Laschet Jain
Laschet Jain

Reputation: 744

Thread called more times while trying to exit from a thread

I wrote a program which creates two threads, each of which calls a function which basically prints and then call exit().

#include <stdio.h>
#include <stdlib.h>
#include <sys/types.h>
#include <pthread.h>

void *myfunc(void* myvar)
{
    printf("Hello SO\n");
    exit(1);
    return NULL;
}

int main()
{
    pthread_t thread1 , thread2;
    char *msg1 = "First Thread";
    char *msg2 = "Second Thread";
    int ret1, ret2;

    ret1 = pthread_create(&thread1, NULL, myfunc, (void*)msg1);
    ret2 = pthread_create(&thread2, NULL, myfunc, (void*)msg2);

    pthread_join(thread1, NULL);
    pthread_join(thread2,NULL);

    return 0;
}

I am getting the following sets of output:

Output 1 (Desirable):

Hello SO

Output 2 (Desirable):

Hello SO

Hello SO

Output 3 (Undesirable as thread calls the functions two times only):

Hello SO

Hello SO

Hello SO

Please help me with figuring out the solution to output-3. Note : Everything works fine if I remove the exit().

Upvotes: 0

Views: 98

Answers (1)

P.P
P.P

Reputation: 121427

This is likely due to a bug in the glibc implementation of exit() which is unexplained output -- more output than the number of threads. When the process exits by calling exit(), it has to flush all streams, including stdout, to write all unwritten output from buffer. So it's possible that there is a "more" than what you wanted in stdout's buffer.

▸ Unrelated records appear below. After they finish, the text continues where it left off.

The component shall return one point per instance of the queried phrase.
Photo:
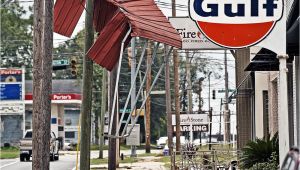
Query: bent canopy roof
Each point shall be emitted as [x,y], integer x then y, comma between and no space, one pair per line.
[112,19]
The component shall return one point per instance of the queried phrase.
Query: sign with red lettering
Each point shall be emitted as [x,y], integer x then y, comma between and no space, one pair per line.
[59,96]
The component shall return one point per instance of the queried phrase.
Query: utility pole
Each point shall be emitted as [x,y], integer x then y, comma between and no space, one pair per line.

stdout is usually line buffer when attached to a terminal device. So I suspect you either don't have \n in the printf or do some sort of output redrection (such as pipe/rediecting to a file).

IIRC, glibc implementers didn't fix it and as a fix, you can call setbuf(stdout, 0); at the start of main() in order to disable the buffering. You can also call pthread_exit() instead of calling exit(). Remember exit() terminates the whole process. Besides, exit() is not thread-safe. So you can only call it safely when you know there's no race condition. To terminate just the thread, call pthread_exit() or simply return from the thread function.

I'll link the glibc bug report when I find it.